Art. 33. A assistência social aos idosos será prestada, de forma articulada, conforme os princípios e diretrizes previstos na Lei Orgânica da Assistência Social, na Política Nacional do Idoso, no Sistema Único de Saúde e demais normas pertinentes.


O art. 6° da CRFB/88 prevê a assistência social como direito social, sendo, portanto, um direito da pessoa humana, ao qual o Poder Público deve destinar proteção, como ocorre com a assistência social devida a pessoas desamparadas, garantindo-lhes condições mínimas de existência.

Como direito social, o Poder Público tem o dever de promover assistência a pessoas em situação de necessidade. A Lei 8.742/93 define no art. 1° define assistência social como direito do cidadão e dever do Estado, em consonância com os ditames do texto constitucional.

A CRFB/88, em seu art. 194, caput, dispõe que a seguridade social compreende um conjunto integrado de ações e iniciativa do Poder Público e da sociedade, destinadas a assegurar os direitos relativos à saúde, à previdência e à assistência social.

A assistência tem caráter não-contributivo visando ao amparo das pessoas necessitadas, conforme a previsão do art. 230 da CRFB/88, que a assistência social será prestada a quem dela necessitar independente de contribuição.

Além disso, o inciso V do mencionado art. 203 da CRFB/88 está regulamentado pela Lei 8.742/93, a Lei Orgânica da Assistência Social – LOAS, que visa assegurar uma existência digna para os idosos, pela satisfação de suas necessidades básicas.
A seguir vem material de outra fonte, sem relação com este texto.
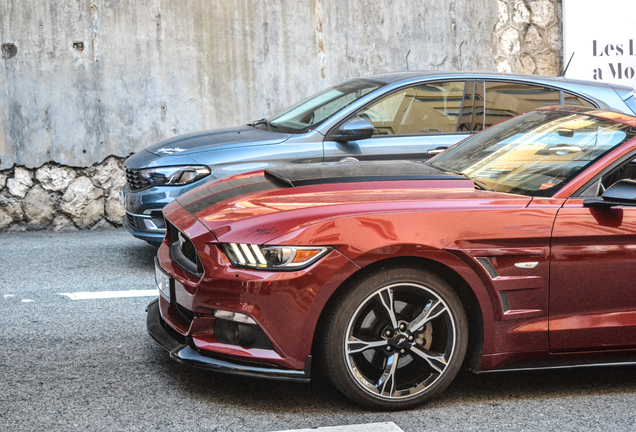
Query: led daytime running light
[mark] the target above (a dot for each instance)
(273, 257)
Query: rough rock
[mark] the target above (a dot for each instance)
(533, 40)
(5, 219)
(108, 173)
(520, 13)
(114, 210)
(62, 223)
(548, 64)
(502, 15)
(509, 41)
(504, 66)
(525, 64)
(11, 206)
(39, 208)
(83, 202)
(555, 38)
(55, 178)
(20, 183)
(543, 13)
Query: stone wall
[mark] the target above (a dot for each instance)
(60, 198)
(86, 79)
(63, 108)
(527, 38)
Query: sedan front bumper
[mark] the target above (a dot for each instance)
(181, 351)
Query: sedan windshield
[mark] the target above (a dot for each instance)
(314, 110)
(536, 153)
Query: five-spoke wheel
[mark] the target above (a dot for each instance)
(396, 339)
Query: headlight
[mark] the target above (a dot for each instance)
(273, 257)
(175, 176)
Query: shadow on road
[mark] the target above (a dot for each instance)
(320, 396)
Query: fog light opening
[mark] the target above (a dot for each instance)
(233, 316)
(238, 329)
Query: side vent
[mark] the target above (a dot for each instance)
(503, 296)
(485, 263)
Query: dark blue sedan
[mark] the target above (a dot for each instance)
(408, 115)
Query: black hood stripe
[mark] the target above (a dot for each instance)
(227, 194)
(330, 173)
(220, 186)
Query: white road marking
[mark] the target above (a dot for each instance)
(370, 427)
(111, 294)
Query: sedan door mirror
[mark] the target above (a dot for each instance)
(623, 192)
(354, 129)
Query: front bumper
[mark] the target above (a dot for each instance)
(144, 219)
(181, 351)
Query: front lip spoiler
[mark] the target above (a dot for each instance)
(183, 353)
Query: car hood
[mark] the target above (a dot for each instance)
(196, 142)
(260, 206)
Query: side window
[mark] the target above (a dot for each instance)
(427, 108)
(505, 100)
(570, 99)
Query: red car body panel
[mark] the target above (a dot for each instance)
(555, 309)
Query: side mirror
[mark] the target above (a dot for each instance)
(623, 192)
(354, 129)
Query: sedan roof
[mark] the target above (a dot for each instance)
(393, 77)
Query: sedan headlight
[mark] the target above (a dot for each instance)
(273, 257)
(175, 176)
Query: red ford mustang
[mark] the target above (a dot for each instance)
(515, 249)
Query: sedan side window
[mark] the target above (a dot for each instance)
(570, 99)
(506, 100)
(427, 108)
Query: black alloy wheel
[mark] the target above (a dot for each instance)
(395, 339)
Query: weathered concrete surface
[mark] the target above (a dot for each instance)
(154, 68)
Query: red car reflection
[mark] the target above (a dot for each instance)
(512, 250)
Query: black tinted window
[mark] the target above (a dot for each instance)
(506, 100)
(426, 108)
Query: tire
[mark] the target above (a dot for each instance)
(395, 339)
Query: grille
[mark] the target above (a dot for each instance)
(503, 296)
(187, 248)
(183, 252)
(135, 181)
(133, 222)
(485, 263)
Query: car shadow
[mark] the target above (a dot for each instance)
(322, 397)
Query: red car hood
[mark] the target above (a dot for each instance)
(259, 206)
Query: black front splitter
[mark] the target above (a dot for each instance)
(182, 352)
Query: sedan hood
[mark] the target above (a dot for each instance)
(260, 206)
(240, 136)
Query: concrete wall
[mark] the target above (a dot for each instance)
(149, 69)
(154, 68)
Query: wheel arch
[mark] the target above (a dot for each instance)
(458, 283)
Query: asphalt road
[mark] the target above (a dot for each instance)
(68, 365)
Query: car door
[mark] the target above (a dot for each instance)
(412, 123)
(592, 273)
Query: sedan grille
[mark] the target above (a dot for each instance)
(136, 181)
(132, 221)
(183, 252)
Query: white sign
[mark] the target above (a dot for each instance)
(602, 37)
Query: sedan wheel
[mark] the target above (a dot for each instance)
(396, 339)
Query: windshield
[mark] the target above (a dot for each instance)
(536, 153)
(312, 111)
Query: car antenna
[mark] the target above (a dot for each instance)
(567, 66)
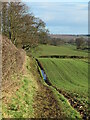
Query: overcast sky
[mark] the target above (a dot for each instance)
(62, 17)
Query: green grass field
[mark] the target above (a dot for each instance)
(69, 76)
(69, 50)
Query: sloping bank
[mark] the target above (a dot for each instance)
(66, 108)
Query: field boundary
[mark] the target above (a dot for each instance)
(63, 56)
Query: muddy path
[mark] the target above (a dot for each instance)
(45, 104)
(72, 100)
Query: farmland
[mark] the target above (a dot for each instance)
(67, 75)
(69, 50)
(70, 77)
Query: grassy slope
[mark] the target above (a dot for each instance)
(20, 104)
(70, 76)
(58, 50)
(67, 72)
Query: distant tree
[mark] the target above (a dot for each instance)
(21, 27)
(80, 42)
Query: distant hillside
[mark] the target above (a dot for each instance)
(67, 37)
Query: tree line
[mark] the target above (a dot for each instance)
(21, 26)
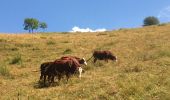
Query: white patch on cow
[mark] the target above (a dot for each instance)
(85, 61)
(80, 71)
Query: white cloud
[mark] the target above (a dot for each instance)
(164, 13)
(77, 29)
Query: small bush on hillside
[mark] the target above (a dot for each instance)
(3, 40)
(151, 20)
(51, 43)
(165, 53)
(16, 59)
(24, 45)
(67, 51)
(4, 71)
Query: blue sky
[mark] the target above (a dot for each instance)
(63, 15)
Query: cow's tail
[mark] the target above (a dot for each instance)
(90, 58)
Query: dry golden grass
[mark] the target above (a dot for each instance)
(142, 70)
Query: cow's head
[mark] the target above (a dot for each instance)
(83, 61)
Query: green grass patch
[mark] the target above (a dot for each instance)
(16, 59)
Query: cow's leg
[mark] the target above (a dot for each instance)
(95, 59)
(41, 76)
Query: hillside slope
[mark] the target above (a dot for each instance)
(142, 70)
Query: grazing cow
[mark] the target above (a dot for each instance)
(60, 68)
(103, 55)
(81, 61)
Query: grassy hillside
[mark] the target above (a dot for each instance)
(141, 73)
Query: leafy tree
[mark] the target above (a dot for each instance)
(151, 20)
(30, 24)
(43, 25)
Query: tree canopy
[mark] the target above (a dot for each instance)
(30, 24)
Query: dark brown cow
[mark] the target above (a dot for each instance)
(60, 68)
(103, 55)
(43, 69)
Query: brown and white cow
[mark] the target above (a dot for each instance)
(103, 55)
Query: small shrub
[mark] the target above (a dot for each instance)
(165, 53)
(14, 49)
(151, 20)
(16, 60)
(67, 51)
(51, 43)
(3, 40)
(4, 71)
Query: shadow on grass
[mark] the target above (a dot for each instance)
(40, 85)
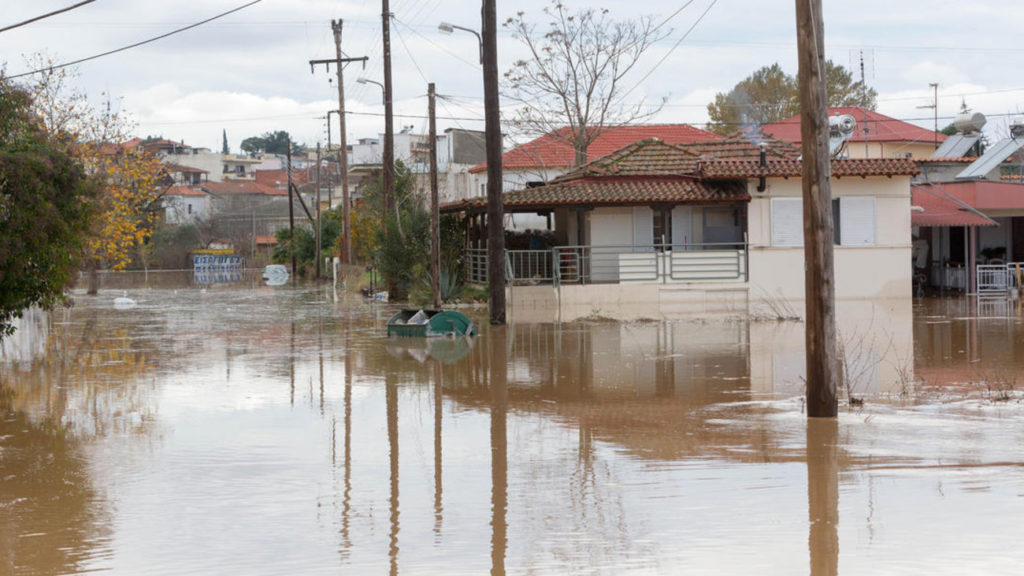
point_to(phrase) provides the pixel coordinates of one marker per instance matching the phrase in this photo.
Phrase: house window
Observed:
(853, 221)
(663, 229)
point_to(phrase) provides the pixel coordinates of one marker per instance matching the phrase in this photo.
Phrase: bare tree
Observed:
(571, 84)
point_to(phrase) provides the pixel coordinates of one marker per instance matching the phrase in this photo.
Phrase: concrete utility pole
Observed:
(339, 62)
(317, 213)
(387, 186)
(346, 252)
(291, 210)
(496, 211)
(819, 274)
(435, 229)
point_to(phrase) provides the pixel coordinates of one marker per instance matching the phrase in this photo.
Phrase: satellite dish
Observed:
(840, 129)
(970, 122)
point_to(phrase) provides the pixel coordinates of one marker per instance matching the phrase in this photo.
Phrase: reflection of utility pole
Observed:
(819, 278)
(435, 235)
(291, 212)
(339, 60)
(438, 484)
(499, 449)
(391, 400)
(822, 496)
(316, 236)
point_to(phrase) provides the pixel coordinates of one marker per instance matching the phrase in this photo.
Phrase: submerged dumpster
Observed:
(430, 322)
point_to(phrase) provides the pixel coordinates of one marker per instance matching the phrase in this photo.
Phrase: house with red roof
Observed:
(184, 204)
(877, 135)
(712, 227)
(552, 155)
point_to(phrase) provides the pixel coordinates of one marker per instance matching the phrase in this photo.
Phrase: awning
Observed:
(933, 208)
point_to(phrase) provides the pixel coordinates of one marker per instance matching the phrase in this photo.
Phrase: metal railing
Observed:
(621, 263)
(998, 280)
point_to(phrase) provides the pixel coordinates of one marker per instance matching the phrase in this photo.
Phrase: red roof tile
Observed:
(242, 187)
(552, 150)
(880, 128)
(279, 178)
(610, 191)
(183, 191)
(932, 208)
(862, 167)
(983, 195)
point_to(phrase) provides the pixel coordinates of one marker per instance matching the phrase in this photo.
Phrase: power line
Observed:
(672, 49)
(136, 44)
(46, 15)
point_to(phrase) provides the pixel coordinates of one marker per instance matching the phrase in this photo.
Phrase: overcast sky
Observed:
(248, 73)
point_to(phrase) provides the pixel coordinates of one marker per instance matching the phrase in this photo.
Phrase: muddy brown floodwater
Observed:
(250, 429)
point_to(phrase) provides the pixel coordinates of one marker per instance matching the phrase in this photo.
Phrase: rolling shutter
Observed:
(857, 221)
(786, 221)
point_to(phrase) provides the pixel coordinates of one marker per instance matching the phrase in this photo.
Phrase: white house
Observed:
(706, 227)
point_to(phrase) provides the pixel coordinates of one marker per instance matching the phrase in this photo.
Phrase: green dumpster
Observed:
(430, 322)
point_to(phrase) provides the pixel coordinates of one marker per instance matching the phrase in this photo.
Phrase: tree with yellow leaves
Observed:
(131, 190)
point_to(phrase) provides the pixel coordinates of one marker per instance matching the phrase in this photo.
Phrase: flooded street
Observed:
(250, 429)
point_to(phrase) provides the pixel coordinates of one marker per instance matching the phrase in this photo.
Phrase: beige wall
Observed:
(882, 271)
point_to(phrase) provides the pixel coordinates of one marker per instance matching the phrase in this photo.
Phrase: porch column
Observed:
(972, 257)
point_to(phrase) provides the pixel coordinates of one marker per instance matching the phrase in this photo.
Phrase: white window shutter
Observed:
(786, 221)
(681, 234)
(857, 221)
(643, 229)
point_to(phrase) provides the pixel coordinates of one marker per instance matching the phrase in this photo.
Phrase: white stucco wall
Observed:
(882, 271)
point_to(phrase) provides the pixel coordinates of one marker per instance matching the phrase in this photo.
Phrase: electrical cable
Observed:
(135, 45)
(46, 15)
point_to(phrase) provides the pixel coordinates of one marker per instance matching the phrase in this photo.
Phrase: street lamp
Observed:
(361, 80)
(448, 28)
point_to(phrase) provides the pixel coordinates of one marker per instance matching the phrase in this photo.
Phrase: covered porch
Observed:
(613, 239)
(969, 236)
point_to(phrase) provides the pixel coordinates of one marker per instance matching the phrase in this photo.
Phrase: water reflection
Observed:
(267, 432)
(822, 495)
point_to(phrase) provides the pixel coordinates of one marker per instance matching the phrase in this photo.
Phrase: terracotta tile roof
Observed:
(932, 208)
(279, 178)
(174, 167)
(241, 187)
(983, 195)
(183, 191)
(880, 128)
(794, 168)
(652, 157)
(744, 146)
(612, 191)
(552, 150)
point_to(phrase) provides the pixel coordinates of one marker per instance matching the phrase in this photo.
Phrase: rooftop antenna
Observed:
(863, 103)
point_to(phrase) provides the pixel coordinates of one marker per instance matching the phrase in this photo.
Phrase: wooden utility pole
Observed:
(317, 214)
(435, 229)
(818, 268)
(339, 62)
(291, 210)
(493, 128)
(387, 186)
(346, 249)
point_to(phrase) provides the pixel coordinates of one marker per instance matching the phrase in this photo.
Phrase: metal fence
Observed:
(614, 264)
(998, 280)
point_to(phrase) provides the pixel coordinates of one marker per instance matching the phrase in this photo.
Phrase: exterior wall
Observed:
(513, 178)
(208, 161)
(882, 271)
(180, 209)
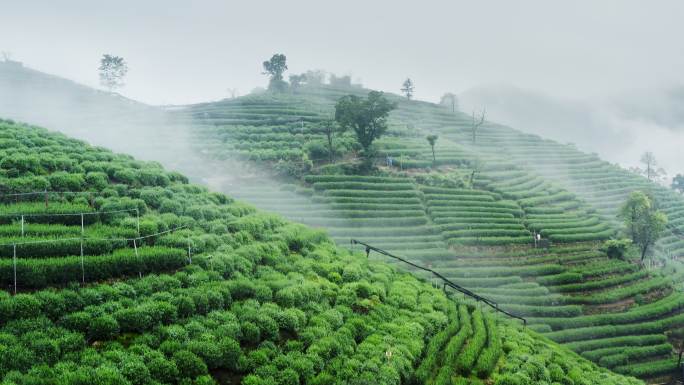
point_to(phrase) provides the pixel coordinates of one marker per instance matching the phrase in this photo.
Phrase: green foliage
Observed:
(644, 223)
(367, 117)
(275, 67)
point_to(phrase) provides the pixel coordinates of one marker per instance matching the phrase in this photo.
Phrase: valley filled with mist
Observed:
(510, 213)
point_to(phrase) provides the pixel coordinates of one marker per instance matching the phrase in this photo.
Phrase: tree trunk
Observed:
(330, 148)
(643, 252)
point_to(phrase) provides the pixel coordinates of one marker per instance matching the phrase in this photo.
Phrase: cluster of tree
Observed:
(113, 70)
(366, 117)
(276, 66)
(651, 170)
(643, 221)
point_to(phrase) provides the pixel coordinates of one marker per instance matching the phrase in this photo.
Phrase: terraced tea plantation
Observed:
(127, 274)
(471, 213)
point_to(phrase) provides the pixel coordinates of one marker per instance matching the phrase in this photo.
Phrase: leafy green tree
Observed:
(297, 81)
(407, 88)
(644, 223)
(475, 124)
(432, 139)
(275, 67)
(678, 183)
(366, 116)
(112, 71)
(449, 99)
(651, 169)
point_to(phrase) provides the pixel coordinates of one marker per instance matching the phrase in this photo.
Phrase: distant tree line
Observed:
(276, 66)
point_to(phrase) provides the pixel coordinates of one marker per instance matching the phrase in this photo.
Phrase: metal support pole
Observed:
(137, 220)
(82, 263)
(14, 262)
(189, 253)
(135, 246)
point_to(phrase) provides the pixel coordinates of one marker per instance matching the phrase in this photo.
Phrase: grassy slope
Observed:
(263, 300)
(520, 188)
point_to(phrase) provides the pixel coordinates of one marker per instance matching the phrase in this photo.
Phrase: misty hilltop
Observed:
(511, 226)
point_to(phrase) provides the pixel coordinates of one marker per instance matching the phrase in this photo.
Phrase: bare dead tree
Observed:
(476, 123)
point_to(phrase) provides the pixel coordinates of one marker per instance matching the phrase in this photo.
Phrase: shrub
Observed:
(189, 364)
(102, 328)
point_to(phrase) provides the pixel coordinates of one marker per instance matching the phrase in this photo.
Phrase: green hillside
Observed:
(119, 272)
(479, 234)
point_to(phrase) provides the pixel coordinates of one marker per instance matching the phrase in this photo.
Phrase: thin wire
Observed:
(95, 239)
(66, 214)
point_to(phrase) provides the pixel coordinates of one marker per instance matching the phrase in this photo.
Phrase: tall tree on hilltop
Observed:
(112, 69)
(407, 88)
(275, 67)
(644, 223)
(367, 117)
(449, 99)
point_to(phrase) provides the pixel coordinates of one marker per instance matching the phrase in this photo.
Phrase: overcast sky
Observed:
(191, 51)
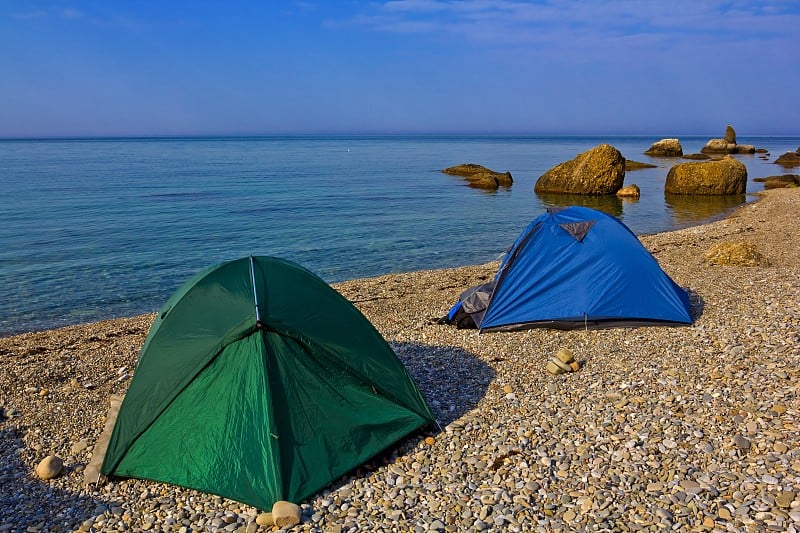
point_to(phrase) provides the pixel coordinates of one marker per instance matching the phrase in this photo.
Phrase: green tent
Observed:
(259, 382)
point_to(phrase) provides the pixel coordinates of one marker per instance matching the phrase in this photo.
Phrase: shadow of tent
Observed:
(452, 381)
(56, 509)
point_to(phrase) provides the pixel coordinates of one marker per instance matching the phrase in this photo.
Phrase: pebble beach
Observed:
(691, 428)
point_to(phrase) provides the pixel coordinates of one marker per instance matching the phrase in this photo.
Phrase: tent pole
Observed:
(259, 325)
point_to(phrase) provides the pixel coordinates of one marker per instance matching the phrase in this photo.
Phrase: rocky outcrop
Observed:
(727, 145)
(789, 159)
(665, 148)
(636, 165)
(481, 177)
(730, 253)
(598, 171)
(726, 176)
(631, 191)
(50, 467)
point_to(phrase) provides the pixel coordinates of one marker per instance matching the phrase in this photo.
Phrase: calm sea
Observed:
(93, 229)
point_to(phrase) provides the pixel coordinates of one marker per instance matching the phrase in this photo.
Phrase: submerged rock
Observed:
(598, 171)
(726, 176)
(480, 177)
(665, 148)
(735, 254)
(631, 191)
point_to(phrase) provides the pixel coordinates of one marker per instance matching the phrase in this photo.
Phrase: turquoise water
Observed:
(100, 228)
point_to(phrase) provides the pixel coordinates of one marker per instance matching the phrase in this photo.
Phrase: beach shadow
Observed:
(46, 506)
(610, 204)
(696, 304)
(451, 379)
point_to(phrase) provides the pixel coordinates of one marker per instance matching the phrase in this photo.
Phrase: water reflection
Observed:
(687, 210)
(608, 204)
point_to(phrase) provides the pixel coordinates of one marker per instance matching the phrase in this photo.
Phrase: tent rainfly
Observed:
(259, 382)
(574, 268)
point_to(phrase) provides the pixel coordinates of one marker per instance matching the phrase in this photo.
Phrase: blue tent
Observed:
(571, 268)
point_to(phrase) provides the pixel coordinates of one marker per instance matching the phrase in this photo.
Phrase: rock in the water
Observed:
(631, 191)
(727, 145)
(481, 177)
(50, 467)
(265, 519)
(779, 182)
(730, 134)
(598, 171)
(789, 159)
(665, 148)
(727, 176)
(735, 254)
(285, 513)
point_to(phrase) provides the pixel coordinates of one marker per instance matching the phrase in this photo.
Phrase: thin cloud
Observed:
(524, 23)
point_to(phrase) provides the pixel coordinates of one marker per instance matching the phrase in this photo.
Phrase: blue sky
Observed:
(97, 68)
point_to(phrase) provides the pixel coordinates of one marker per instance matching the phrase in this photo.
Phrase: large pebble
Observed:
(50, 467)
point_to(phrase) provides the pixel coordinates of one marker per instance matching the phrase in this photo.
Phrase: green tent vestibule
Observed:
(259, 382)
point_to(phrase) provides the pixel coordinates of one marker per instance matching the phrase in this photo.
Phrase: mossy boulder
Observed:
(779, 182)
(596, 172)
(730, 253)
(726, 176)
(636, 165)
(665, 148)
(480, 177)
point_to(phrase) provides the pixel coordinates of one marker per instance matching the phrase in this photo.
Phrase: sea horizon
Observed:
(131, 218)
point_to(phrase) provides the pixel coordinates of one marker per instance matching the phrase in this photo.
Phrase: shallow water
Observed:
(100, 228)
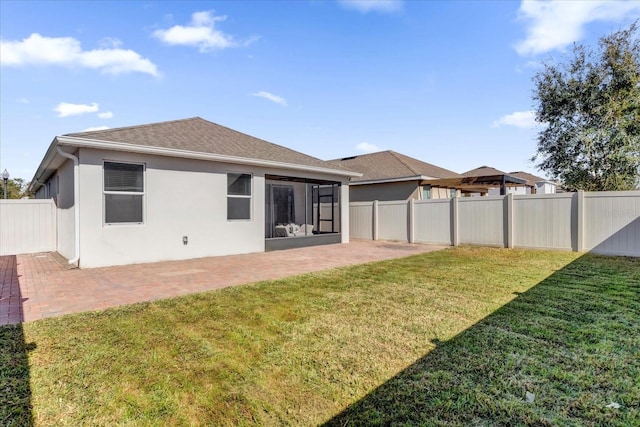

Esta assistência social deve ser prestada de forma articulada pelas esferas estaduais e municipais da Administração Pública que devem ser associadas a outras políticas públicas nas áreas de saúde, educação entre outras.

O art. 4° da Lei 8.742/93 dispõe que a assistência social rege-se pelos princípios da supremacia do atendimento às necessidades sociais sobre as exigências de rentabilidade econômica; universalização dos direitos sociais, a fim de tornar o destinatário da ação assistencial alcançável pelas demais políticas públicas; respeito à dignidade do cidadão, à sua autonomia e ao seu direito a benefícios e serviços de qualidade, bem como à convivência familiar e comunitária, vedando-se qualquer comprovação vexatória de necessidade; igualdade de direitos no acesso ao atendimento, sem discriminação de qualquer natureza, garantindo-se equivalência às populações urbanas e rurais; divulgação ampla dos benefícios, serviços, programas e projetos assistenciais, bem como dos recursos oferecidos pelo Poder Público e dos critérios para sua concessão.

Diante de tais disposições, deve o Poder Público garantir a todos condições de vida digna, prezando para que todos tenham o mínimo para sua subsistência.